Mistake #3 – I tried my marketing plan for a month, but it didn’t work: It takes an average of six impressions before consumers are moved to action. Just because someone sees your logo or name once or twice doesn’t mean they’re going to be inclined just yet to give you a try. If you are putting all of your faith in one or two pricey ads, you may be throwing your money away. Make a plan for how you will reach your coveted demographic consistently over a six- to twelve-month period. Allow people some time to learn who you are and what you’re about, and to get the sense that you’re going to be around tomorrow when they need you.
Mistake #2 – Money is tight this month, so we’re cutting marketing: Many businesses hack away at their advertising budgets when belt-tightening take places, but in reality, this should be one of the last things to get cut back. Think about it: your business is slow, so you rein in your plan to get your name in front of people. The result is fewer leads, which leads to less business and less income. Jettisoning your marketing plan just because you’re financially stressed is as good as raising the white flag.
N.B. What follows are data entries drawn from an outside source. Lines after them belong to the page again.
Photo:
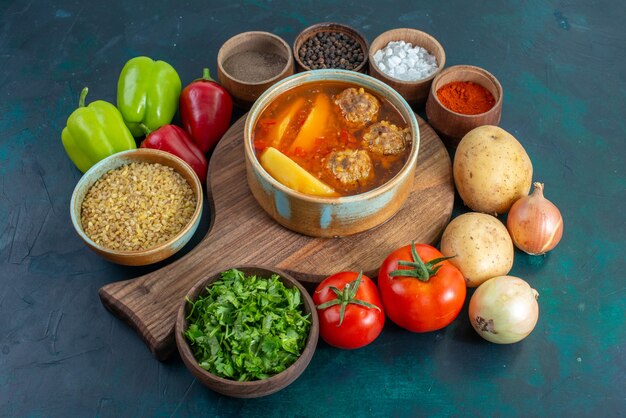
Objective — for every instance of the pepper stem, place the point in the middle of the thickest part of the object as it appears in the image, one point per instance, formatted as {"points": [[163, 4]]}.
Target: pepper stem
{"points": [[419, 270], [83, 95], [345, 297], [206, 76], [147, 131]]}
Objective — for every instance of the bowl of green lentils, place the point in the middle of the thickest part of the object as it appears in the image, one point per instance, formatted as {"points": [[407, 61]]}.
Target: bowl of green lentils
{"points": [[137, 207]]}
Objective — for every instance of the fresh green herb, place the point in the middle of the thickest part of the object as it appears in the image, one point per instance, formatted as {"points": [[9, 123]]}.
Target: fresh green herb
{"points": [[247, 327]]}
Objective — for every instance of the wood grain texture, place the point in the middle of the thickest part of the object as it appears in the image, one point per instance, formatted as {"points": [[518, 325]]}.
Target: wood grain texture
{"points": [[242, 233], [414, 92]]}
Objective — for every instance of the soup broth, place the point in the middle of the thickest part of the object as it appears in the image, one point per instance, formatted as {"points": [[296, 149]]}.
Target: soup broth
{"points": [[349, 139]]}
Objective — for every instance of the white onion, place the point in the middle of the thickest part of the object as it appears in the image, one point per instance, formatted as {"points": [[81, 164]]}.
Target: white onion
{"points": [[504, 309]]}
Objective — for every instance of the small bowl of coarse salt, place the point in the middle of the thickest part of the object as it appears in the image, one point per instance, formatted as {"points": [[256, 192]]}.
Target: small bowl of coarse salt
{"points": [[407, 60]]}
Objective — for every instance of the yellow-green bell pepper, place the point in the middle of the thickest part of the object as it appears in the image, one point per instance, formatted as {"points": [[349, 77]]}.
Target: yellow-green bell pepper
{"points": [[147, 93], [94, 132]]}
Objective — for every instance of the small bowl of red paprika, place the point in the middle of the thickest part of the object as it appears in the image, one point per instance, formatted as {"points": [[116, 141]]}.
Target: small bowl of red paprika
{"points": [[462, 98]]}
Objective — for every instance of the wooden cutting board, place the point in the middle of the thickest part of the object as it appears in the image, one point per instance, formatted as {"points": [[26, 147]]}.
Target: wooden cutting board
{"points": [[242, 233]]}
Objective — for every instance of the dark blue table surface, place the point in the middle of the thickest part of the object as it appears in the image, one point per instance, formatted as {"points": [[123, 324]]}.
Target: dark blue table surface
{"points": [[562, 65]]}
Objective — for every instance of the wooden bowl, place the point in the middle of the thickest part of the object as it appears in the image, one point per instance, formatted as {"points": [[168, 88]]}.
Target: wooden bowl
{"points": [[256, 388], [330, 216], [313, 30], [243, 92], [414, 92], [452, 125], [154, 254]]}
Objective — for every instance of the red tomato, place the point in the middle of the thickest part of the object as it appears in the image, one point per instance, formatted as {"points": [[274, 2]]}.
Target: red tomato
{"points": [[363, 318], [428, 301]]}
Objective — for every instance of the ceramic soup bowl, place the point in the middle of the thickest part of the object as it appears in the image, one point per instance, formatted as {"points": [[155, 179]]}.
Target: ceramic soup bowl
{"points": [[330, 216]]}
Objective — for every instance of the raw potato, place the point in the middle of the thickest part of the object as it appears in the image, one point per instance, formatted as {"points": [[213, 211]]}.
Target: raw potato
{"points": [[491, 170], [481, 245]]}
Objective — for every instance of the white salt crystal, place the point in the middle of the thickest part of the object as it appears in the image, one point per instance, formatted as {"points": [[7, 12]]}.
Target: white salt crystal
{"points": [[401, 60]]}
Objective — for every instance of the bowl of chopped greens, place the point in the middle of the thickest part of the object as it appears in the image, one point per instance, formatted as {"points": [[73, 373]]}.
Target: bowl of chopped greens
{"points": [[247, 332]]}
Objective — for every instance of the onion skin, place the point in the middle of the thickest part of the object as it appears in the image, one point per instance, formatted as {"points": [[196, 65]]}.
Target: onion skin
{"points": [[534, 223], [504, 310]]}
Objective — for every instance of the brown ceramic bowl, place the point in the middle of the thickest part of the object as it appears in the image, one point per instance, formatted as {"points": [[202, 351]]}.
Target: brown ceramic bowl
{"points": [[154, 254], [330, 216], [313, 30], [255, 388], [452, 125], [414, 92], [245, 92]]}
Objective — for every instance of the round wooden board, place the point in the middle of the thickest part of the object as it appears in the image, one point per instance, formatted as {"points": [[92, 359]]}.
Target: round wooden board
{"points": [[242, 233]]}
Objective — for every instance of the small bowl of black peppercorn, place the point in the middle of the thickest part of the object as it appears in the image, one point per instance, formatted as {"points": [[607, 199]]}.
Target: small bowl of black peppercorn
{"points": [[330, 45]]}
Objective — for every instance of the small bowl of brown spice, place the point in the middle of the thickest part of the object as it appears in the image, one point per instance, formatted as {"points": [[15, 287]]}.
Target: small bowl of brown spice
{"points": [[330, 45], [137, 207], [250, 62]]}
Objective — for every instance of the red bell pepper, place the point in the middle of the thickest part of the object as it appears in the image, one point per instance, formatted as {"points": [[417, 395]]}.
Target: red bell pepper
{"points": [[172, 139], [205, 110]]}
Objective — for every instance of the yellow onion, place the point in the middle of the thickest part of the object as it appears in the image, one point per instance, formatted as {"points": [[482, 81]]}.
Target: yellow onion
{"points": [[535, 223], [504, 309]]}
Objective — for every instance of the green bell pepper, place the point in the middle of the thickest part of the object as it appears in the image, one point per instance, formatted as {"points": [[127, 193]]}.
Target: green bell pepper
{"points": [[94, 132], [147, 92]]}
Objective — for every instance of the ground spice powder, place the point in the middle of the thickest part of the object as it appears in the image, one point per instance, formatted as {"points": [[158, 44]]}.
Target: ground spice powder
{"points": [[466, 97]]}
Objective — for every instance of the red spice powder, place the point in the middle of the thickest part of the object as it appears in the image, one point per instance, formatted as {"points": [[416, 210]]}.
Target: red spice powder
{"points": [[466, 97]]}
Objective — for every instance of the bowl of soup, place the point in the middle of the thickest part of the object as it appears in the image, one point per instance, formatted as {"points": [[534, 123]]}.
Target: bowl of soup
{"points": [[331, 153]]}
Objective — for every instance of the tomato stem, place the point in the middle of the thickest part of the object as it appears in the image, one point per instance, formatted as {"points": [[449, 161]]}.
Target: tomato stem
{"points": [[346, 297], [419, 270]]}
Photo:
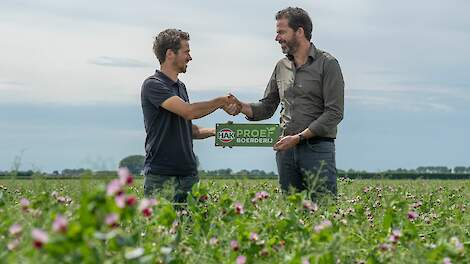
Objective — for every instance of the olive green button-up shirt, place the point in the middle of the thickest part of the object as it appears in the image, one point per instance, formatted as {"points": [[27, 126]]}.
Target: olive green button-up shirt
{"points": [[311, 96]]}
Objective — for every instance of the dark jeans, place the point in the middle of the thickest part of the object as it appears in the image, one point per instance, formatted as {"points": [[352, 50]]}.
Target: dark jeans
{"points": [[300, 166], [183, 185]]}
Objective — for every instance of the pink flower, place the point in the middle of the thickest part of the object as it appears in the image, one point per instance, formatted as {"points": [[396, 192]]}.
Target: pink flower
{"points": [[120, 200], [239, 208], [114, 188], [241, 259], [253, 236], [458, 245], [260, 196], [112, 220], [385, 247], [145, 206], [412, 215], [323, 225], [203, 198], [24, 204], [131, 200], [15, 230], [13, 244], [125, 176], [147, 212], [395, 236], [39, 238], [60, 224], [310, 206], [234, 245], [213, 241]]}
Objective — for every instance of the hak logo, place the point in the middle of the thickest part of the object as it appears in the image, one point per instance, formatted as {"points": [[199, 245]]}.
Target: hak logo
{"points": [[226, 135]]}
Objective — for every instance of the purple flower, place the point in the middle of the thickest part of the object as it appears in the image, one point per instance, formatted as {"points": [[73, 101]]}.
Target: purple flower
{"points": [[125, 176], [60, 224], [213, 241], [120, 200], [234, 245], [114, 188], [13, 244], [412, 215], [145, 206], [395, 236], [39, 238], [385, 247], [24, 204], [323, 225], [112, 220], [241, 259], [310, 206], [15, 230], [239, 208]]}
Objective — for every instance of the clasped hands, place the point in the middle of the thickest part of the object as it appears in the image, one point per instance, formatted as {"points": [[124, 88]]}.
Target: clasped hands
{"points": [[232, 105]]}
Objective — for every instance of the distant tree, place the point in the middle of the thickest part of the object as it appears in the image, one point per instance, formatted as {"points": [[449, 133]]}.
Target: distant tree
{"points": [[75, 172], [135, 163]]}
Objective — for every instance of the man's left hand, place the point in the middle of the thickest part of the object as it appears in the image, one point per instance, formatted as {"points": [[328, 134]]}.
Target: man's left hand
{"points": [[286, 142]]}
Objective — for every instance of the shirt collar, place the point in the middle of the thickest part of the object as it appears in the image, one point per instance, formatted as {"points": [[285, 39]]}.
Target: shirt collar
{"points": [[312, 53], [165, 78]]}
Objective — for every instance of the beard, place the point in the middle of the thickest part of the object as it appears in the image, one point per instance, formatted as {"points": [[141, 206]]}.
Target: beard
{"points": [[290, 47], [180, 67]]}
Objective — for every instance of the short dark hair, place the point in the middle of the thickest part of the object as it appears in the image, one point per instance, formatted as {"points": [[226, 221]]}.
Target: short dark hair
{"points": [[168, 39], [297, 17]]}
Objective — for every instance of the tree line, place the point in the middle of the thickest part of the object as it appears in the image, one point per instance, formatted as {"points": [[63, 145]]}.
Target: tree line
{"points": [[135, 164]]}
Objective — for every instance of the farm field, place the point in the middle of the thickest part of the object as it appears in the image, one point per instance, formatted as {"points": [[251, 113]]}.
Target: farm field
{"points": [[234, 221]]}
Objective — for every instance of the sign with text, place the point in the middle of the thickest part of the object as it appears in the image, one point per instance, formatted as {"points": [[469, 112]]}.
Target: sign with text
{"points": [[246, 135]]}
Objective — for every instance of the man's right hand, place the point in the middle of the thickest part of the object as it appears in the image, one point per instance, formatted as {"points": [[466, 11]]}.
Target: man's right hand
{"points": [[232, 106]]}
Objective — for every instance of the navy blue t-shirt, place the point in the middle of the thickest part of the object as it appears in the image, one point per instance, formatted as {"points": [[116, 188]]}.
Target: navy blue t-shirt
{"points": [[169, 142]]}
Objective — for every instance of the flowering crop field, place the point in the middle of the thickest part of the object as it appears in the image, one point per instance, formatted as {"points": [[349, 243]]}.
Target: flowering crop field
{"points": [[234, 221]]}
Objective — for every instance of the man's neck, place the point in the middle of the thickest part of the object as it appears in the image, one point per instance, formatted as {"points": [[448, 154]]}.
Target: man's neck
{"points": [[301, 55], [169, 71]]}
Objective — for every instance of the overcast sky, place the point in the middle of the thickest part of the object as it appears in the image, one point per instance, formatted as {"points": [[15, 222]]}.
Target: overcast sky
{"points": [[71, 73]]}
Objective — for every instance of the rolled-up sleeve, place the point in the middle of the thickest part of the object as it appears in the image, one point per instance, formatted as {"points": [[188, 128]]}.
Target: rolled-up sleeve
{"points": [[265, 108], [333, 96]]}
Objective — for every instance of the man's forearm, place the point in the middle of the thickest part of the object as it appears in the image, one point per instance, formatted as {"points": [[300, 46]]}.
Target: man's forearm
{"points": [[307, 133], [247, 110], [201, 109], [202, 133]]}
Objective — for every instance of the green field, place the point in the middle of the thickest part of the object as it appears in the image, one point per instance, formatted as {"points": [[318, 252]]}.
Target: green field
{"points": [[396, 221]]}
Mistake #1 – I can do this marketing thing myself: While business managers should definitely be actively involved in their company’s marketing campaigns, there are a number of reasons why you should not rely on yourself exclusively to develop and execute your campaign. First of all, unless you are a seasoned veteran in the marketing field, you’re pitting yourself against a broad field of professionals who likely will eat your lunch. Second, if marketing was your passion, you should have opened a PR firm! Let the people who know and love this kind of work do what they do best so you can do what you do best. Finally, any time you spend doing the work that someone else could be doing risk compromising the vision and leadership of your business. Leaders should lead, always, but if you’re busy micro-managing every detail of your day-to-day operations, you’ll end up too burned out to be effective, plus you’ll annoy everyone else who would rather be left alone to do their jobs.